Figure 13 shows that the nickel profile performs one characteristic peak of metal Ni (852.8 eV). The Ni element, which is an austenite forming element, can increase the self-corrosion potential to enhance the corrosion resistance of steel [31].

Figure 14 shows the spectra of the passive film formed in the O2p region. Oxygen species, O²⁻ and OH⁻ in passive film, play a role of connecting metal ions. O2p spectra are split into O²⁻ (530.2 eV) and OH⁻ (531.8 eV). It can be seen that OH⁻ and O²⁻ are the primary constituents of passive film, OH⁻ corresponds to the formation of M_x(OH)_y(M-Metal), and O²⁻ corresponds to the forming of M_xO_y.

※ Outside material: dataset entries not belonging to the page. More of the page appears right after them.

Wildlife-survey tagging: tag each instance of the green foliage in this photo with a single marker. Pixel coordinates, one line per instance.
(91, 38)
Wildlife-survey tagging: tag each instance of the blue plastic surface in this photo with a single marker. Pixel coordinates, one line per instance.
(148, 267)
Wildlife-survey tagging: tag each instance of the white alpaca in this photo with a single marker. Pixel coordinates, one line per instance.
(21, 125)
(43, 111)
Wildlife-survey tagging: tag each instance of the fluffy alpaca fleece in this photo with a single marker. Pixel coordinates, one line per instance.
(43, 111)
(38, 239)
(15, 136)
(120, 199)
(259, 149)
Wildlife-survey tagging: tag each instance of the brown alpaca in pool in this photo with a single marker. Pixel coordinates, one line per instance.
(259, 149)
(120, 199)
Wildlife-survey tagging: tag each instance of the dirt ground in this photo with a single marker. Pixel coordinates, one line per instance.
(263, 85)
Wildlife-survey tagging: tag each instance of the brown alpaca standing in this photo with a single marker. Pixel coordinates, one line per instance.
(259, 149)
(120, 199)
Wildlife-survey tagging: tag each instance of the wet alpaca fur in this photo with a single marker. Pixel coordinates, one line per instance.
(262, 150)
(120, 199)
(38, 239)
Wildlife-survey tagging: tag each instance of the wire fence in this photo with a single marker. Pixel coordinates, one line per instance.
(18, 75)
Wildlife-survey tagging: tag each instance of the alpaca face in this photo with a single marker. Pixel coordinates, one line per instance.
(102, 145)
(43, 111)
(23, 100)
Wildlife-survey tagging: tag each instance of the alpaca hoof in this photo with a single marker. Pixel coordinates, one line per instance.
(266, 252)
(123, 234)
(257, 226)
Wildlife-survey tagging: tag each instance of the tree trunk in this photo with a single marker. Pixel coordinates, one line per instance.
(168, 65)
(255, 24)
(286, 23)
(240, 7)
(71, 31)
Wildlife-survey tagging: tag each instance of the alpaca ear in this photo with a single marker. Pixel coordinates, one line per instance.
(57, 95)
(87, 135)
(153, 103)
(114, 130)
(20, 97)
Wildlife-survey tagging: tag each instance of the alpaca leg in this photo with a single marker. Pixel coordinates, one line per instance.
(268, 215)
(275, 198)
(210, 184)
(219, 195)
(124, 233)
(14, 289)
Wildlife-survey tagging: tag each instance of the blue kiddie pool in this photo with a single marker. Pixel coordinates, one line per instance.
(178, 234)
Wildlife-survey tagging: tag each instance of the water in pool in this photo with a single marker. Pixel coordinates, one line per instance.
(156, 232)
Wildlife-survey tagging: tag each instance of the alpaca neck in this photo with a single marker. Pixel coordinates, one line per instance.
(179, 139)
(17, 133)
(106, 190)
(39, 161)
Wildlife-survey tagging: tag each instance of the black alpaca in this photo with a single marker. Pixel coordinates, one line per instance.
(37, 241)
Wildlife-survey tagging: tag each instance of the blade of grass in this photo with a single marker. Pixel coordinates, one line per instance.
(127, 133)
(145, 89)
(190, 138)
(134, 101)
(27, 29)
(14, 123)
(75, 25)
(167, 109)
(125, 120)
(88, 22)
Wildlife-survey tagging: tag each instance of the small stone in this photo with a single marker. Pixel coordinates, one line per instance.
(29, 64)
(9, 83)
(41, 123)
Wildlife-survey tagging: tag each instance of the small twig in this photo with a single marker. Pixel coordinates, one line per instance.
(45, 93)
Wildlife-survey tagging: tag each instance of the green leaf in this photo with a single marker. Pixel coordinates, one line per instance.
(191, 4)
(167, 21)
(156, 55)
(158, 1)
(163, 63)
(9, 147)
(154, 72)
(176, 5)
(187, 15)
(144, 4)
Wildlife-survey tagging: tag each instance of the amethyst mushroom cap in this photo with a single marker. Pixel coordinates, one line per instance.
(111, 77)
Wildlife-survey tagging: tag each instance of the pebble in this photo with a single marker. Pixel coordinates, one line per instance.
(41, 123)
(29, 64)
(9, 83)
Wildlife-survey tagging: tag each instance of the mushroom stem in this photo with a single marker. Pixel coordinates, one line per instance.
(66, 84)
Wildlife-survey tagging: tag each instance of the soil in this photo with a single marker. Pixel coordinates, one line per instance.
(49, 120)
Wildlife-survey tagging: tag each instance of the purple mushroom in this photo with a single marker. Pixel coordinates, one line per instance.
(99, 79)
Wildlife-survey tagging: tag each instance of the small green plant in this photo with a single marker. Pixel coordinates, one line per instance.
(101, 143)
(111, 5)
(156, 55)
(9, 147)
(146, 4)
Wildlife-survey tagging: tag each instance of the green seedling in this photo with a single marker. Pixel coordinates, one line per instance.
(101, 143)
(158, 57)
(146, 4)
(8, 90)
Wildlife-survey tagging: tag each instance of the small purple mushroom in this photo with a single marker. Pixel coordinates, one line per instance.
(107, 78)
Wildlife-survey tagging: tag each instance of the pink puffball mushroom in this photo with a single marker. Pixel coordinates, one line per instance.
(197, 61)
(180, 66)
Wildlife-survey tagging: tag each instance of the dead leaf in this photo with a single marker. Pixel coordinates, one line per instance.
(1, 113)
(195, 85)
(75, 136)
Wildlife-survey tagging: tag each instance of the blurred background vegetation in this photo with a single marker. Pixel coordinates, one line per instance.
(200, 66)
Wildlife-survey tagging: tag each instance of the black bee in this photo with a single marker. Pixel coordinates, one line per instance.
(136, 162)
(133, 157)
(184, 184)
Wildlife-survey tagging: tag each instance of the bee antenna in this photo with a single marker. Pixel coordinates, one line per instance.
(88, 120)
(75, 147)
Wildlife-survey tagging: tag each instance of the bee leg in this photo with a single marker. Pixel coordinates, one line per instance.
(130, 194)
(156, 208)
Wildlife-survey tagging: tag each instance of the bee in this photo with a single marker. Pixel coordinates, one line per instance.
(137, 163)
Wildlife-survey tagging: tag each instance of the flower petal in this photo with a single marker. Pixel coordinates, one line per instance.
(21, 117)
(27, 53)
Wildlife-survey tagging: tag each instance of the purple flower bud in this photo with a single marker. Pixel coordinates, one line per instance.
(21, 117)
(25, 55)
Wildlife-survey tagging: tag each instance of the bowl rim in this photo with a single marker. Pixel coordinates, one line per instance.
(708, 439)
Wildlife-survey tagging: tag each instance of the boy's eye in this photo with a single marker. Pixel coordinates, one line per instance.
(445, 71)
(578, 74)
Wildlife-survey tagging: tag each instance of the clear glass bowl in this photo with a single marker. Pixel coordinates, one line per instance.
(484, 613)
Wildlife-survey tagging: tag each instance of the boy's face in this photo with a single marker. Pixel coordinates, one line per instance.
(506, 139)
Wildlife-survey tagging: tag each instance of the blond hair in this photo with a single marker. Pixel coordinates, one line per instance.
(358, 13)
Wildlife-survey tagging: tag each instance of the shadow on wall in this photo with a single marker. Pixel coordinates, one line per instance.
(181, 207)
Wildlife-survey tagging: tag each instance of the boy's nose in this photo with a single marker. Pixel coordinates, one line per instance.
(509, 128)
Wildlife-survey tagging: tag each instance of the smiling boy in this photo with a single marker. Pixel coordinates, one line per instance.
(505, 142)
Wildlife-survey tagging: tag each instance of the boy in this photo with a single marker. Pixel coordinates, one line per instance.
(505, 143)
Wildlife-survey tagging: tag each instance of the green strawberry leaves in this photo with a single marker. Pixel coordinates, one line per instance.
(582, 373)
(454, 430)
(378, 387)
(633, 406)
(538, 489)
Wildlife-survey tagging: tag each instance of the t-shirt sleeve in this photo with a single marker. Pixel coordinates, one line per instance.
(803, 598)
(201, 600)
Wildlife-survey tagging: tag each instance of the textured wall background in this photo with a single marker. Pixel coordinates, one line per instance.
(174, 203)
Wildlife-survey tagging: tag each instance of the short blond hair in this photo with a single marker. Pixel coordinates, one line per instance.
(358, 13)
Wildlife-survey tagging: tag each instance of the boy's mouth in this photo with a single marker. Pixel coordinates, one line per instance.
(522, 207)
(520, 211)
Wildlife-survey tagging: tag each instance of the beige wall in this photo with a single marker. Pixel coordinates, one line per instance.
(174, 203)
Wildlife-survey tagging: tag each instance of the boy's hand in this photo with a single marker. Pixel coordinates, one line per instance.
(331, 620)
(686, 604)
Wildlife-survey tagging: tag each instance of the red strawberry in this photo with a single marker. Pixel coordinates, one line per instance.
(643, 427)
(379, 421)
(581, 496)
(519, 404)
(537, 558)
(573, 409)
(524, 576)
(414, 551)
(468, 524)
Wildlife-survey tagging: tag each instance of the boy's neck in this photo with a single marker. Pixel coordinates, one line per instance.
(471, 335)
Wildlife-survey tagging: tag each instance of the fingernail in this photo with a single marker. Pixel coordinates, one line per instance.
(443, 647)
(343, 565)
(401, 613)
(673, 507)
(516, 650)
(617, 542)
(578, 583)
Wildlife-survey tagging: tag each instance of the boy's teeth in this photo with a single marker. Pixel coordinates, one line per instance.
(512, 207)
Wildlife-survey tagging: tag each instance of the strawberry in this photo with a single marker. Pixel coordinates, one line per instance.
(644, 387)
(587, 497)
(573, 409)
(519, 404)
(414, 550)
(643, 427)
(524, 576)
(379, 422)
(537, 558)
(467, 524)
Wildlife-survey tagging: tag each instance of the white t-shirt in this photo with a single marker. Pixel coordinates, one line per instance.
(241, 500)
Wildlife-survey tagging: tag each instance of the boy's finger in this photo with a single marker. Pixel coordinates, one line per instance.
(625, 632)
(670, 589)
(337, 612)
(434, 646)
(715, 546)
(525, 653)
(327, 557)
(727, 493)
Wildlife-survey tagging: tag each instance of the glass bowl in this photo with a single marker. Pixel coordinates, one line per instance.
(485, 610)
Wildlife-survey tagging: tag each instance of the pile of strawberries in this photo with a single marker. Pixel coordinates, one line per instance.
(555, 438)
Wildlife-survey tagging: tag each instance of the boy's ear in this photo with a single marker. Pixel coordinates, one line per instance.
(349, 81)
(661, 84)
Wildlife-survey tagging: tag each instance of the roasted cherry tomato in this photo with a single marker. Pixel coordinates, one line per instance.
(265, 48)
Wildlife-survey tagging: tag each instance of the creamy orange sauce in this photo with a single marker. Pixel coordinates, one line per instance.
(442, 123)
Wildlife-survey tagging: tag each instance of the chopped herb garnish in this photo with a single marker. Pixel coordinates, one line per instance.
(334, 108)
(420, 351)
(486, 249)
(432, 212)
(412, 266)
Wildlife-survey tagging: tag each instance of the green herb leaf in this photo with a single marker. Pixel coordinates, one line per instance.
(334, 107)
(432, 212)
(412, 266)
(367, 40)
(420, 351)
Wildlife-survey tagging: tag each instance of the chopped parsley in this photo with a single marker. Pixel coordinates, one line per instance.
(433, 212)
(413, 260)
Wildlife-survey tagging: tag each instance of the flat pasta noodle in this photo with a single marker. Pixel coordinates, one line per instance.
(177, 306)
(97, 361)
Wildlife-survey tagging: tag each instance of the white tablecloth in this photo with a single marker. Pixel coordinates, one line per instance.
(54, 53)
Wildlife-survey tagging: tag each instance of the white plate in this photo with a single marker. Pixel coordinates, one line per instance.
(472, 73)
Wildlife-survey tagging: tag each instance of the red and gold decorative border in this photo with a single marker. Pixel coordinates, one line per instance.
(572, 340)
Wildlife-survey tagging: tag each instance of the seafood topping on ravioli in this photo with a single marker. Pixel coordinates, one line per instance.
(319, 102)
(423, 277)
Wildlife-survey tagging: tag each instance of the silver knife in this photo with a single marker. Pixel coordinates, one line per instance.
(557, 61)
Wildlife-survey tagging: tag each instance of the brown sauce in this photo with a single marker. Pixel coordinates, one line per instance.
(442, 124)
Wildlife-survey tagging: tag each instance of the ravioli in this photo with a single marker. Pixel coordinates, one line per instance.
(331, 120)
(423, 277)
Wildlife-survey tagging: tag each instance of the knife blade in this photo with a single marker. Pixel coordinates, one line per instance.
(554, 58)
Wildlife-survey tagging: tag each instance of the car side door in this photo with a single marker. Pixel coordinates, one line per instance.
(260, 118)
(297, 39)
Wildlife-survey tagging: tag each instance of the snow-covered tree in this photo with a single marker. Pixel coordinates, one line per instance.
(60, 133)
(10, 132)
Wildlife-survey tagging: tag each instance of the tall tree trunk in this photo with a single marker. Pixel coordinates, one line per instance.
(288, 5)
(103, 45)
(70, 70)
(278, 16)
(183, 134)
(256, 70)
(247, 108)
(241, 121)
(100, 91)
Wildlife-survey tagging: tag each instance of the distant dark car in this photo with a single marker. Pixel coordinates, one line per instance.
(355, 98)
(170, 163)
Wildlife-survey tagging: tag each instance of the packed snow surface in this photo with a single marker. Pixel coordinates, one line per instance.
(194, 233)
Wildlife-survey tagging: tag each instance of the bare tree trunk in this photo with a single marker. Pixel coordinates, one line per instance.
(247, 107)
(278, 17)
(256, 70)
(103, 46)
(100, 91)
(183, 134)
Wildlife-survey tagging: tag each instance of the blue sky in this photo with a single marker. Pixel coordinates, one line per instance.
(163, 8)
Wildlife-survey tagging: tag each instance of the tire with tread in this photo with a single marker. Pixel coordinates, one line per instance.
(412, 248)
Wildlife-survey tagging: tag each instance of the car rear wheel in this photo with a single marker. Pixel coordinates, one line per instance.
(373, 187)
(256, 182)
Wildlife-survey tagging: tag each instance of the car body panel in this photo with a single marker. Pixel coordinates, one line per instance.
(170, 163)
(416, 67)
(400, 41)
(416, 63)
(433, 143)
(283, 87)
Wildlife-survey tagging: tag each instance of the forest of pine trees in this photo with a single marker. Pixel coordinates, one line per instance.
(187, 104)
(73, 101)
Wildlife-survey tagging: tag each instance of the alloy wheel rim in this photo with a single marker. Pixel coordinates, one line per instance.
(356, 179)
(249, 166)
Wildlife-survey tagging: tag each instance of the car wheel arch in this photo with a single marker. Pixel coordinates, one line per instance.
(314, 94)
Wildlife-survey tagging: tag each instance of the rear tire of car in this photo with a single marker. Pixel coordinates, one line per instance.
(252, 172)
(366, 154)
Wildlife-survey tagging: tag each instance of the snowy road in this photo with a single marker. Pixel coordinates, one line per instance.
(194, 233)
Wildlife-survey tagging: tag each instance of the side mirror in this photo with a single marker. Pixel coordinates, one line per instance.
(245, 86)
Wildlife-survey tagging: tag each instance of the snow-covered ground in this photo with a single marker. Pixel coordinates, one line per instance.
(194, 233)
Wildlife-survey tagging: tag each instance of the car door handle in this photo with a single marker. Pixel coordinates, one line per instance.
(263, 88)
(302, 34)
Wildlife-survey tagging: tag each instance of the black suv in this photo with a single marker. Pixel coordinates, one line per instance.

When the cladding layer sample was immersed in 3.5% NaCl solution, a corrosion mirocell was formed on the surface of the sample. The depolarization reaction of oxygen took place at the cathode of micro cell, as shown in formula (1). In contrast, the dissolution reaction of the metal matrix (Fe, Cr) occurred at the anode of micro cell, as shown in formula (2~9) [32,33]. Based on EET theory, the smaller the covalent electrons number of the strongest bond, the easier it is to form a new phase [32]. Many previous literatures has proved that the covalent electron number n_A of the strongest bond of Cr₂O₃ is 0.95284, while n_A of Fe₂O₃ is 1.12898. Obviously, the n_A of Cr₂O₃ is smaller. Therefore, OH⁻ in the corrosion solution is adsorbed to the surface of cladding layer, it preferentially reacts with Cr to form Cr₂O₃, and then it interacts with Fe to form Fe₂O₃ and FeO.

Cathode reaction:

$$O_2+H_{2}O+4e\to 4{OH}^{-}$$

(1)

Anode reaction for Cr:

$$Cr+H_{2}O\to Cr{\left(OH\right)}_{ads}+H^{+}+2e^{-}$$

(2)

$$Cr{\left(OH\right)}_{ads}+O{H}^{-}\to Cr{\left(OH\right)}^{2+}+2e^{-}$$

(3)

$$Cr{\left(OH\right)}^{2+}+2O{H}^{-}\to Cr{\left(OH\right)}_3$$

(4)

$$2Cr{\left(OH\right)}_3\to C{r}_2{O}_3+3H_{2}O$$

(5)

Anode reaction for Fe:

$$Fe+H_{2}O\to Fe{\left(OH\right)}_{ads}+H^{+}+e^{-}$$

(6)

$$Fe{\left(OH\right)}_{ads}+O{H}^{-}\to Fe{\left(OH\right)}_2+e^{-}$$

(7)

$$Fe{\left(OH\right)}_2+O{H}^{-}\to Fe{\left(OH\right)}_3+e^{-}$$

(8)

$$2Fe{\left(OH\right)}_3+2O{H}^{-}\to F{e}_2{O}_3+FeO+4H_{2}O+2e^{-}$$

(9)

After the corrosion reaction, many active sites formed on the surface of the passive film, which resulted in the instability of oxide film [34]. However, Mo⁶⁺ formed the hydroxide of Mo at these active sites, which helped to create a stable passive film. Some literature shows that the presence of Mo⁶⁺ promotes the formation of Cr₂O₃ [35,36]. By comparison, different currents have no effect on the element composition of passive film. When the current was 100 A, chromium enrichment occurred in the oxide film protective layer, especially the proportion of Cr₂O₃ increased significantly. Meanwhile, the proportion of Mo⁶⁺ in the passive film was up to the maximum. Cr₂O₃ plays an essential role in the corrosion resistance of passive film [37]. Therefore, the optimal process parameters of 2205 DSS cladding layer obtained by plasma arc cladding technology are wire feeding speed of 29 mm/s, welding speed of 6 mm/s, ion gas flow of 1 L/min, gas flow of 20 L/min, Nozzle height of 10 mm and the current of 100 A.

4. Conclusions

The 2205 DSS cladding layer was prepared on the surface of a low carbon steel by plasma arc cladding technology. The effects of different current on the macro morphology, austenite/ferrite mass ratio and corrosion resistance of the cladding layer were studied. The main conclusions were drawn as followings:

(1)

The current increased from 80 A to 120 A, the dilution ratio of cladding layer increased, and its macro morphology varied. When the current was 100 A, the forming of cladding layer was continuous, complete and fine with the dilution ratio of 11.43%.

(2)

Regardless of the current, the microstructure of cladding layer was composed of austenite and ferrite. The mass ratio of austenite to ferrite in the microstructure increased with the increase of current. It was up to the optimum of 1.207 with the current of 100 A.

(3)

When the current was 100 A, the self-corrosion potential of cladding layer was the maximum while the corrosion current density was the minimum, and the corrosion resistance of cladding layer was the optimum. The main reason was the existence of Mo⁶⁺ in the passive film, which stabilized the passive film and promoted the formation of Cr₂O₃.